Мария-Барбара даже поверить не могла. Шутка ли, Веймар, где столько достопримечательностей, где бывают балы и концерты, где…
– Знаешь ли ты, что я уже служил там? – сказал Себастьян.
– Как? Когда?
– Четыре года назад; я только кончил школу в Люнебурге. Старый знакомый, Герман Зауэр, вызвал меня сюда.
– И ты сам ушел из замка?
Он не решился признаться в этом Барбаре.
– Видишь ли: герцог распустил капеллу. Я был там недолго. Но только ты не думай, что там земной рай!
– Ты нигде не можешь ужиться! Но, может быть, когда я буду рядом, ты угомонишься?
– Весьма возможно, – сказал он. Так и не удалось подготовить ее к худшему.
Веймарский замок ослепил Марию-Барбару. В ожидании управителя, который должен был окончательно договориться с новым концертмейстером, она все время тормошила Баха, указывая то на статую Аполлона, окруженного музами, то на кругло подстриженные деревья, то на павлинов, степенно разгуливавших в герцогском саду.
– Какое богатство! – восклицала она. – Смотри-ка: голубые шары! Из чего они сделаны? Это не простое стекло!
Тут Баха позвали к управителю. Барбара осталась одна в саду. Она села на скамью и с удовольствием прислонилась к широкой резной спинке.

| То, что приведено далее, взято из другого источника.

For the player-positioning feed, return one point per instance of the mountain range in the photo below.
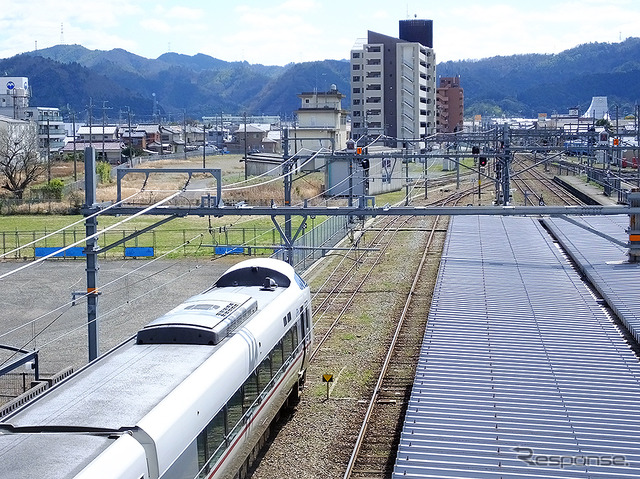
(70, 76)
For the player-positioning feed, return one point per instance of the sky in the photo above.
(277, 32)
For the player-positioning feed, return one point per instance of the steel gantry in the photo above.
(496, 144)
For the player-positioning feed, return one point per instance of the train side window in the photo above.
(250, 391)
(276, 358)
(234, 414)
(264, 373)
(216, 437)
(211, 442)
(287, 343)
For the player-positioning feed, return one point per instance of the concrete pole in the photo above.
(634, 227)
(286, 165)
(91, 228)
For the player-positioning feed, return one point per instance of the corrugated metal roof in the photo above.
(520, 368)
(604, 263)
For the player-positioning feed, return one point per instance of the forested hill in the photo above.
(530, 84)
(67, 76)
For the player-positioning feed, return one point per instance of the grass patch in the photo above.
(16, 231)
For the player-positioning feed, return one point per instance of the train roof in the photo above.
(117, 390)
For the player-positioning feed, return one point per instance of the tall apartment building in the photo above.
(393, 90)
(14, 96)
(450, 105)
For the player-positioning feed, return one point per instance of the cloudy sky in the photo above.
(277, 32)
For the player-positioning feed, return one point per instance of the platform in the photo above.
(522, 374)
(604, 263)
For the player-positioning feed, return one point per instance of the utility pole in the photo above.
(204, 144)
(104, 117)
(75, 159)
(91, 228)
(184, 130)
(286, 166)
(48, 153)
(130, 145)
(506, 160)
(245, 145)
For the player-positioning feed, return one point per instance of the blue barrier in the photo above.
(73, 252)
(139, 252)
(222, 250)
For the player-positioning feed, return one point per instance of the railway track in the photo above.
(376, 444)
(538, 188)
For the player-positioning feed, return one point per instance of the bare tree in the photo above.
(20, 161)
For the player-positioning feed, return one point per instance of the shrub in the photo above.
(104, 171)
(53, 189)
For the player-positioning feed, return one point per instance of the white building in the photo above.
(322, 123)
(14, 96)
(51, 129)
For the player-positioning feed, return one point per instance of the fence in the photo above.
(14, 384)
(252, 239)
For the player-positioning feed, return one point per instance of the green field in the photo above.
(191, 236)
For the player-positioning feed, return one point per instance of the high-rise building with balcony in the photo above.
(393, 89)
(450, 105)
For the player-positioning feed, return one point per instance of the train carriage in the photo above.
(192, 395)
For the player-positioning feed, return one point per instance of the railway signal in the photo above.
(327, 378)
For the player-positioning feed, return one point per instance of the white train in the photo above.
(192, 395)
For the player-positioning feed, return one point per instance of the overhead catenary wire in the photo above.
(102, 287)
(68, 226)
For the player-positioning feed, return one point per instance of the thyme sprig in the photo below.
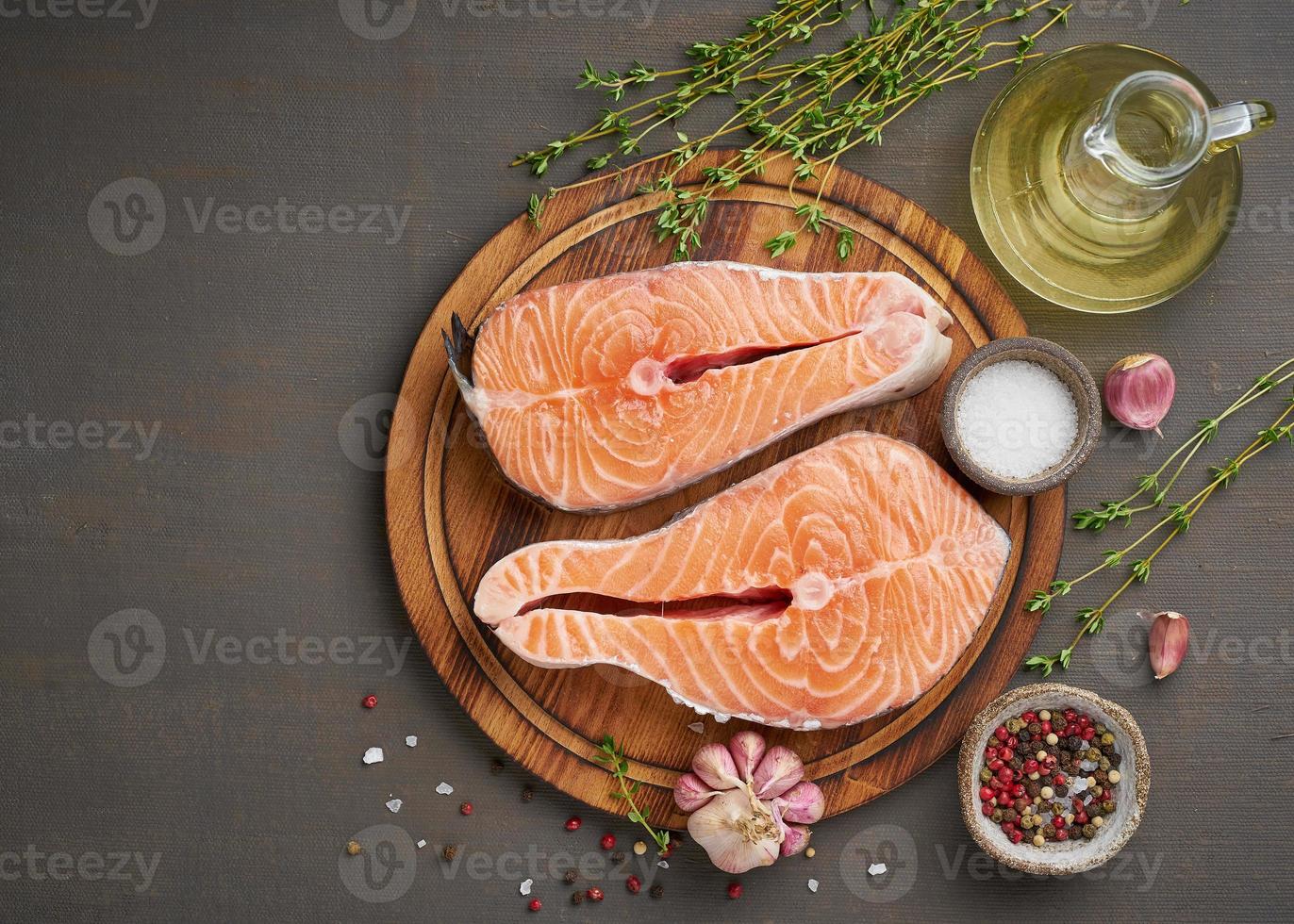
(813, 108)
(1123, 511)
(612, 756)
(1092, 619)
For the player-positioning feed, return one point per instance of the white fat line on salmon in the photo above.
(810, 591)
(650, 375)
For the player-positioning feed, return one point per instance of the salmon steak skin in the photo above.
(608, 392)
(834, 586)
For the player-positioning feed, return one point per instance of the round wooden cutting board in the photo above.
(449, 514)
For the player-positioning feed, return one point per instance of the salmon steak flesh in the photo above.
(834, 586)
(608, 392)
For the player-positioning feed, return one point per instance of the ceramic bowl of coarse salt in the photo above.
(1021, 416)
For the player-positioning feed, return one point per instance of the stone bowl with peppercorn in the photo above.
(1053, 779)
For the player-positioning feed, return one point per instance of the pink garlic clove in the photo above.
(713, 764)
(795, 840)
(1139, 391)
(691, 792)
(747, 750)
(1170, 635)
(779, 770)
(803, 802)
(737, 831)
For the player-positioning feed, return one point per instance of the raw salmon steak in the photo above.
(834, 586)
(608, 392)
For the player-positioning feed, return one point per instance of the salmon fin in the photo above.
(458, 348)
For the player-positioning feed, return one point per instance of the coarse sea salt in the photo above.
(1016, 419)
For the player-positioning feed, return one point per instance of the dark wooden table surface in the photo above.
(184, 426)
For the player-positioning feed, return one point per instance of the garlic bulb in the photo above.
(1170, 635)
(779, 770)
(713, 764)
(748, 802)
(1139, 391)
(747, 750)
(737, 830)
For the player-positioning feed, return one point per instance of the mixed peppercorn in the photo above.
(1050, 775)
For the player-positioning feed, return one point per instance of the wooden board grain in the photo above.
(451, 515)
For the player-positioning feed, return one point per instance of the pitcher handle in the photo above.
(1237, 122)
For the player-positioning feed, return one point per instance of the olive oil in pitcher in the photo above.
(1105, 177)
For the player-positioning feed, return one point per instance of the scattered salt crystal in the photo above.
(1016, 419)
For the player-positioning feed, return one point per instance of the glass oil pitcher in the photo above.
(1106, 177)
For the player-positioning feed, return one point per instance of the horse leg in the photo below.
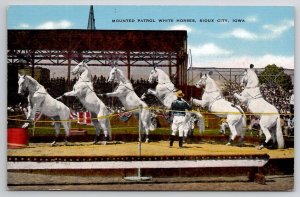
(65, 117)
(57, 131)
(145, 117)
(25, 125)
(233, 132)
(97, 127)
(267, 134)
(240, 128)
(106, 130)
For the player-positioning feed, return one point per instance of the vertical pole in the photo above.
(140, 137)
(32, 63)
(69, 69)
(170, 65)
(128, 64)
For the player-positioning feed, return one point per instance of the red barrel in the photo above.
(17, 137)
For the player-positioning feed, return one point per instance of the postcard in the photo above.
(150, 98)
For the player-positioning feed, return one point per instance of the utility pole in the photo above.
(91, 22)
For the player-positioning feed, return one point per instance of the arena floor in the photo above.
(160, 148)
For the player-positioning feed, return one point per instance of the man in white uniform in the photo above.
(178, 108)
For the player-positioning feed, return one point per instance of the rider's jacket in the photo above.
(179, 106)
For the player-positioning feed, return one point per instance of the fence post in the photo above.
(139, 177)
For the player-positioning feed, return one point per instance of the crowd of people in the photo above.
(275, 95)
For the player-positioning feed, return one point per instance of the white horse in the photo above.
(84, 91)
(213, 99)
(267, 113)
(129, 99)
(39, 99)
(165, 92)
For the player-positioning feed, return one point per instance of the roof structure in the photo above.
(100, 48)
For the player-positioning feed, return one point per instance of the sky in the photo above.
(265, 35)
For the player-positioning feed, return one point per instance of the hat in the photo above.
(179, 93)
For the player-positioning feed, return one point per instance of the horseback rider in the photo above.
(178, 110)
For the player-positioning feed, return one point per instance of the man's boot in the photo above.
(180, 142)
(171, 141)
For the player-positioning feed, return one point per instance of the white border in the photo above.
(3, 82)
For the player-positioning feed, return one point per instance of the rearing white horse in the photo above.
(165, 92)
(39, 98)
(129, 99)
(213, 99)
(267, 113)
(84, 91)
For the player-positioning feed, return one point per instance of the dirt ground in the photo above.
(25, 181)
(160, 148)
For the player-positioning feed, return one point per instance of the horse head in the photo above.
(153, 75)
(244, 79)
(22, 82)
(249, 79)
(114, 75)
(79, 68)
(202, 81)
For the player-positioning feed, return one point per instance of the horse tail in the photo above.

Мимо прошли две женщины, восхитительно одетые. Их сопровождал щеголь в желтых рейтузах. Кто они? Обитатели замка или гости? Может быть, принадлежат к герцогской семье?
Вот еще один счастливец, обитающий здесь. Но по его одежде не скажешь, что он родственник герцога. В руках у него скрипичный футляр.